Thursday, April 10, 2008

Most Homeowners Are Not in Trouble

"Tapped-Out Consumers" was the recent headline in a Business Week article about the unfolding housing crisis. The New York Times chimed in with the sweeping claim that "Everyone from first-time homebuyers to Wall Street chief executives made bets they did not fully understand, and then spent money as if those bets couldn't go bad."

Everyone made bets? Time out. Let's check those breathless reports from the front lines of the housing crisis.

In fact, the unfolding housing crisis is hurting only a tiny percentage of homeowners. To get a realistic perspective, you have to look beyond the numerator--the people in trouble. You must also consider the denominator--the total number of homeowners. The denominator is HUGE. Last year there were 75 million homeowners in the United States. Few of them are in trouble.

Here's why: nearly one-third of the nation's homeowners--24 million--own their home free and clear, according to the latest statistics from the American Community Survey. That means they have no mortgage, no home equity loans, and are in no danger of foreclosure.
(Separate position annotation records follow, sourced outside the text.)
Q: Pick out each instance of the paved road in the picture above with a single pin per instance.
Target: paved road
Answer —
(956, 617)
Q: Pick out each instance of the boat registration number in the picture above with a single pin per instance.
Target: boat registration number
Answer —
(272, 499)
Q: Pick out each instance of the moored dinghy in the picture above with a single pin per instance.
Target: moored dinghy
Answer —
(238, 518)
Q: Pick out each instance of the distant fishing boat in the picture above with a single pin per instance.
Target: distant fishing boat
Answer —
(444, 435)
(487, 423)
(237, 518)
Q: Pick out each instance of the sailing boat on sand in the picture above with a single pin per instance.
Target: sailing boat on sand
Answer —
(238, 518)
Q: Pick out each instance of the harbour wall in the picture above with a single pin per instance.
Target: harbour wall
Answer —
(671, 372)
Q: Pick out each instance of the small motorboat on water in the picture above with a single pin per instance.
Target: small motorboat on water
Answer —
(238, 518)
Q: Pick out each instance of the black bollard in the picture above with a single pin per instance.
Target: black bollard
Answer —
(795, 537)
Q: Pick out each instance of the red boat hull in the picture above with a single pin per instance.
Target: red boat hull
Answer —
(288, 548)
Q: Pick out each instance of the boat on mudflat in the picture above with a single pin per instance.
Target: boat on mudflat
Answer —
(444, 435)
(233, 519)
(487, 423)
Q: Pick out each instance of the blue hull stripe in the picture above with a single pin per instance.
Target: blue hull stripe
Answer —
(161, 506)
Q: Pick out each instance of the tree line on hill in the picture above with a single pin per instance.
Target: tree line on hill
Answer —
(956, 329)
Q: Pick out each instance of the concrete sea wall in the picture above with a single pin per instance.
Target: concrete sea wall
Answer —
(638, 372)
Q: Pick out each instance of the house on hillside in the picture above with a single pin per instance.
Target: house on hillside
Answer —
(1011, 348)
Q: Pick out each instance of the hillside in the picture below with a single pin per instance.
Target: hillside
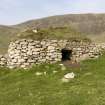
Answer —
(92, 25)
(85, 23)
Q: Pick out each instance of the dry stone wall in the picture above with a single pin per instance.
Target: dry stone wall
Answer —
(25, 53)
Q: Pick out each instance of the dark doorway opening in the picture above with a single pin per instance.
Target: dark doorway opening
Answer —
(66, 54)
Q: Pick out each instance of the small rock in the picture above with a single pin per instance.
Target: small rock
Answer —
(69, 76)
(55, 72)
(38, 73)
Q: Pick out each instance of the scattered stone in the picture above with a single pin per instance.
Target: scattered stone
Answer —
(69, 76)
(38, 73)
(55, 72)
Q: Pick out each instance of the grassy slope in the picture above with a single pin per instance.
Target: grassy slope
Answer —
(25, 88)
(88, 24)
(54, 33)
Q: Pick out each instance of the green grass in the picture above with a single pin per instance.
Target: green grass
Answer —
(23, 87)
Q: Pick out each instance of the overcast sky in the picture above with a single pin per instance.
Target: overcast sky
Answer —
(16, 11)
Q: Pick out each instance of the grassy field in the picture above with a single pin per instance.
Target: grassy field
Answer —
(23, 87)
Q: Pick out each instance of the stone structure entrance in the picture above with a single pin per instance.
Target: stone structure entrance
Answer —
(66, 54)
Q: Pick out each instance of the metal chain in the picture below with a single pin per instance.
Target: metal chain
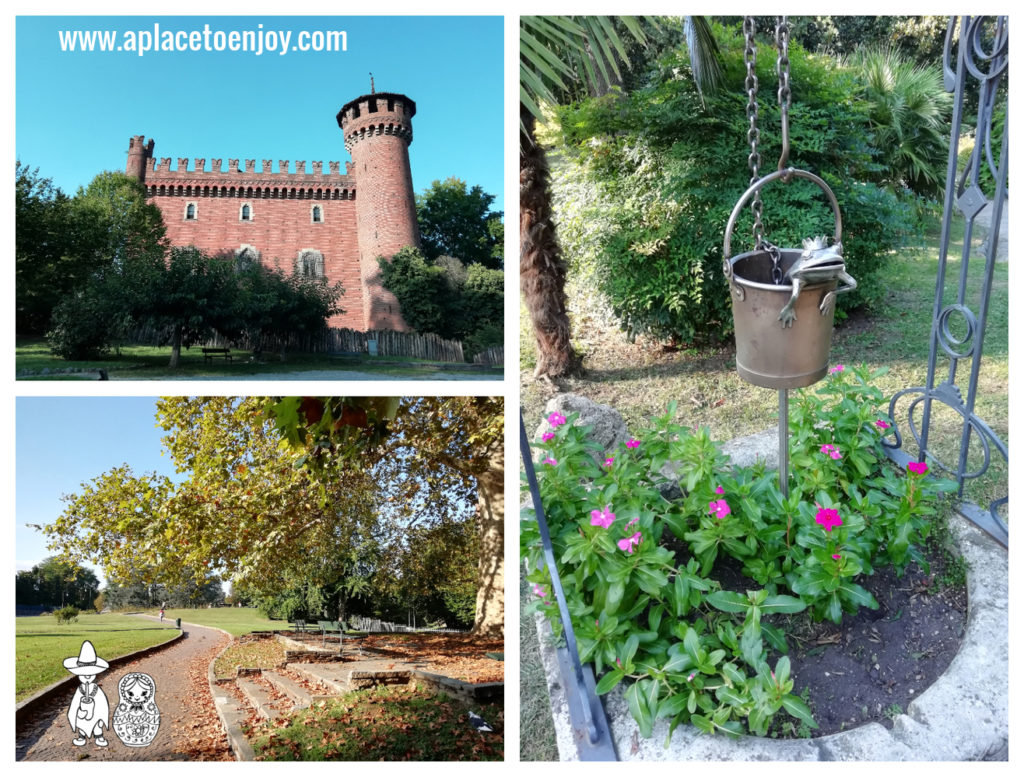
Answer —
(753, 134)
(784, 94)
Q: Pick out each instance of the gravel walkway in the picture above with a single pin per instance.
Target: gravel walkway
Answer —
(186, 731)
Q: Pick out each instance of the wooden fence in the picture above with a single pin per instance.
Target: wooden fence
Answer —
(340, 341)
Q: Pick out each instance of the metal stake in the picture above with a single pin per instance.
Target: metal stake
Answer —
(783, 441)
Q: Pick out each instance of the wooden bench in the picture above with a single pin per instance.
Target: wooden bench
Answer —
(209, 353)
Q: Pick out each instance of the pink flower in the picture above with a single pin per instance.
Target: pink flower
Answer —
(719, 509)
(828, 518)
(556, 419)
(629, 543)
(602, 517)
(832, 450)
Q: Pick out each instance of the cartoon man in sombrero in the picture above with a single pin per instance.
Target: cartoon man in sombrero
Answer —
(89, 709)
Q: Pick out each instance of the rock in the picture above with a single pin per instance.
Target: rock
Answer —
(608, 428)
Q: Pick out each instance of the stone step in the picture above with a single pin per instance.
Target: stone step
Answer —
(259, 698)
(299, 695)
(334, 676)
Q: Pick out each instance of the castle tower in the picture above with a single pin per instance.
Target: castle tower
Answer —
(378, 129)
(139, 153)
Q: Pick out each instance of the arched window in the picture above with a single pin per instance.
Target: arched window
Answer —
(309, 263)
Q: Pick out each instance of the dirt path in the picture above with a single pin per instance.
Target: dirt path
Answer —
(188, 726)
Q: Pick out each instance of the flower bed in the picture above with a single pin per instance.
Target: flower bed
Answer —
(689, 650)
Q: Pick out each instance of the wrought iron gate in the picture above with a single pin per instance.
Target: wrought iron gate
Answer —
(976, 73)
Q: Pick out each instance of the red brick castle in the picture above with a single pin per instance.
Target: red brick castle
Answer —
(328, 224)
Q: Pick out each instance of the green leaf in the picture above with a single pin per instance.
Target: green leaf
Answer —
(796, 706)
(782, 603)
(728, 601)
(609, 681)
(637, 701)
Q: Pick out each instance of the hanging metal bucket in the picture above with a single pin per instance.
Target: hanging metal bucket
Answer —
(769, 354)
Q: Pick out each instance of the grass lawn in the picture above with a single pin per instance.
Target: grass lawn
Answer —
(385, 723)
(235, 620)
(150, 362)
(41, 644)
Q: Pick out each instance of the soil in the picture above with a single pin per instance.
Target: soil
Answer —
(876, 662)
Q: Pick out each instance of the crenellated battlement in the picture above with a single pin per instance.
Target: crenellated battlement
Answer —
(162, 168)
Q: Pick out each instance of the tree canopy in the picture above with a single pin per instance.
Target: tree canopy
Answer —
(456, 220)
(276, 491)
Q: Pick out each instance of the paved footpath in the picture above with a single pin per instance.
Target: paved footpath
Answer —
(182, 693)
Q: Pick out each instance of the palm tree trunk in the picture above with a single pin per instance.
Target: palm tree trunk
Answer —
(542, 269)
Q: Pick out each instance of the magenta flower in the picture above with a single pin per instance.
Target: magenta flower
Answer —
(629, 543)
(602, 517)
(832, 450)
(828, 518)
(719, 509)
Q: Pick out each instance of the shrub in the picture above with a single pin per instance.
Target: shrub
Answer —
(660, 169)
(67, 614)
(640, 570)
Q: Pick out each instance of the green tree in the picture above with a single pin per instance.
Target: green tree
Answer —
(556, 55)
(909, 111)
(458, 221)
(54, 584)
(43, 271)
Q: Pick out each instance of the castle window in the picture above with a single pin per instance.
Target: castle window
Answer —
(309, 263)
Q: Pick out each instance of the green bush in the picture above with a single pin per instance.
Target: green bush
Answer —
(644, 184)
(67, 614)
(641, 571)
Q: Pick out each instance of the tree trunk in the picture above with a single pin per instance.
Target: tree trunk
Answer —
(489, 619)
(175, 348)
(542, 269)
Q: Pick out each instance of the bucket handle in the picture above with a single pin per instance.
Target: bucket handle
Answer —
(786, 175)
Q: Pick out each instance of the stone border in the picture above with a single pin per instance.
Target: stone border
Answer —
(964, 716)
(48, 694)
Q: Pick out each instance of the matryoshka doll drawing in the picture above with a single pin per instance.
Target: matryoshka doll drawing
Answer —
(136, 718)
(89, 709)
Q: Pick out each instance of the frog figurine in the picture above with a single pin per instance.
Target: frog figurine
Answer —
(136, 719)
(818, 263)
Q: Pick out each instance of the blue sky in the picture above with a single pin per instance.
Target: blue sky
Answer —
(75, 112)
(62, 442)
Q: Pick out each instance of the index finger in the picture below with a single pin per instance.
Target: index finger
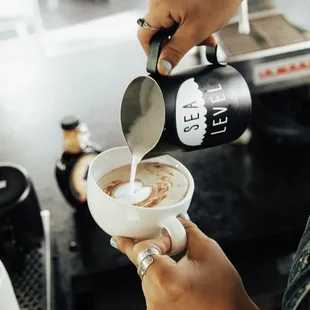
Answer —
(155, 21)
(132, 249)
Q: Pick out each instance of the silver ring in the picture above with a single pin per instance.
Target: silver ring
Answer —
(145, 264)
(147, 252)
(142, 23)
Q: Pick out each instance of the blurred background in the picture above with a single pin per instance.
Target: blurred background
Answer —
(74, 57)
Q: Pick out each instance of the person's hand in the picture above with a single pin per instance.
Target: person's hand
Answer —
(197, 19)
(203, 279)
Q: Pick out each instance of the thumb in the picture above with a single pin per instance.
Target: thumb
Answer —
(197, 242)
(180, 43)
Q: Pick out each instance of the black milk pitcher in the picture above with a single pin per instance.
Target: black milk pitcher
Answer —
(202, 107)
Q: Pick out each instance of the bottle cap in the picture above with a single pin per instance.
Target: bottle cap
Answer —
(69, 122)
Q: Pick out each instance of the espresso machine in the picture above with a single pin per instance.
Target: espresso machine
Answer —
(274, 59)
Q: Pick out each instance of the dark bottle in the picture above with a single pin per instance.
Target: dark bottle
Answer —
(72, 168)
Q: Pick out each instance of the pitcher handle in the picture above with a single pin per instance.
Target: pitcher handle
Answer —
(157, 42)
(160, 38)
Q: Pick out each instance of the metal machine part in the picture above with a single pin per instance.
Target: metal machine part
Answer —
(274, 55)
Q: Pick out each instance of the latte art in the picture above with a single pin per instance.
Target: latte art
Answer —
(155, 185)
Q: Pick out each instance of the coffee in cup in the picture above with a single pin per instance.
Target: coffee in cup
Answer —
(155, 185)
(120, 218)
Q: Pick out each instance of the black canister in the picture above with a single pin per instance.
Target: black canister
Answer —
(20, 221)
(202, 107)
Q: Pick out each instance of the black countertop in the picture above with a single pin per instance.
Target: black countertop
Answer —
(254, 200)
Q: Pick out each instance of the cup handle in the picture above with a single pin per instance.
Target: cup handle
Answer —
(177, 235)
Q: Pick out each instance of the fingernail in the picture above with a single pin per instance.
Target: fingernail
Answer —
(184, 216)
(113, 242)
(166, 65)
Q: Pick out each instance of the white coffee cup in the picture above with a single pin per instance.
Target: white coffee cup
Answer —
(120, 219)
(8, 299)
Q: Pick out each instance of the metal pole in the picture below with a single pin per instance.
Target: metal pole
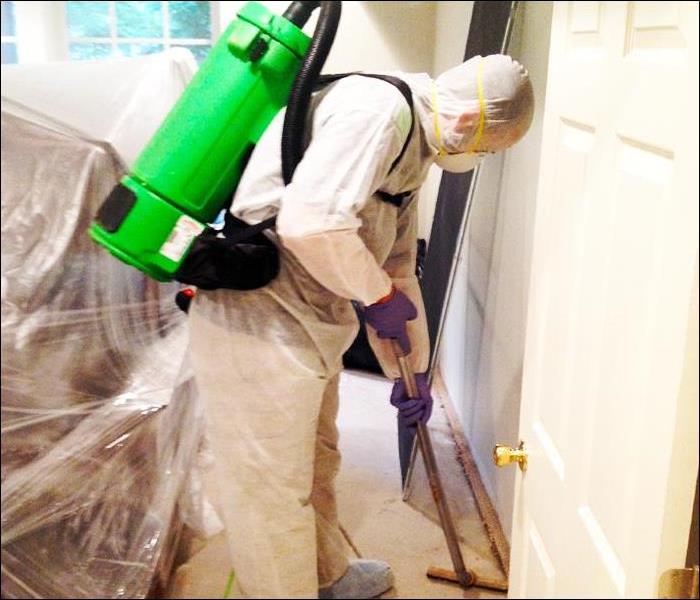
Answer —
(431, 468)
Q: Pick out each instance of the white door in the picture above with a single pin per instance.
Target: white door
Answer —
(605, 389)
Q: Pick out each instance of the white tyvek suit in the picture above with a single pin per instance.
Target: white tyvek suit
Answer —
(267, 361)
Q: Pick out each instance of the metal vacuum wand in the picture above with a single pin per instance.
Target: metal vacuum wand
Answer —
(466, 578)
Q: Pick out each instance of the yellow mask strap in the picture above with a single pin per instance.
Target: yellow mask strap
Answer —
(482, 105)
(436, 121)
While the decline in housing values may make them uncomfortable, it will not affect their bottom line unless, for some reason, they have to sell their house before housing prices resume their historically slow upward climb.

Things are not all that bad for the 51 million homeowners with a mortgage either. Most have managed their asset wisely. Unfortunately, the same cannot be said of the nation's financial institutions, which is the reason our economy is on the brink of recession. Let's look at the facts.

1. Most homeowners with a mortgage have a traditional loan. Fully 81 percent of homeowners with a mortgage have a fixed-rate loan, and their median interest rate is just 6 percent according to the American Housing Survey.

2. Most homeowners have a substantial cushion of equity in their home, a cushion that will protect them from all but the most catastrophic price drops. Homeowners with a mortgage owe, on average, only 55 percent of their home's value--leaving room for a substantial price decline before they are in hot water.

3. Most homeowners have NOT used their home as an ATM machine. Only 13 percent of the nation's 75 million homeowners even have a home equity loan, according to the American Community Survey. This fact bears repeating because the media narrative has "everyone" spending down their housing equity on granite countertops and large-screen TVs. To repeat, more than 85 percent of the nation's homeowners do NOT have a home equity loan.

Of course, in a housing market as large as ours, even a small percentage in trouble means millions are drowning. The American Housing Survey reveals that only 3 percent of homeowners owe more than their house is worth, for example, but that 3 percent amounts to 2.5 million homeowners. Even so, these numbers are a far cry from "everyone." Everyone did not make foolish bets, but the unfolding crisis shows that everyone will be hurt by the few homeowners and the many financial institutions that did.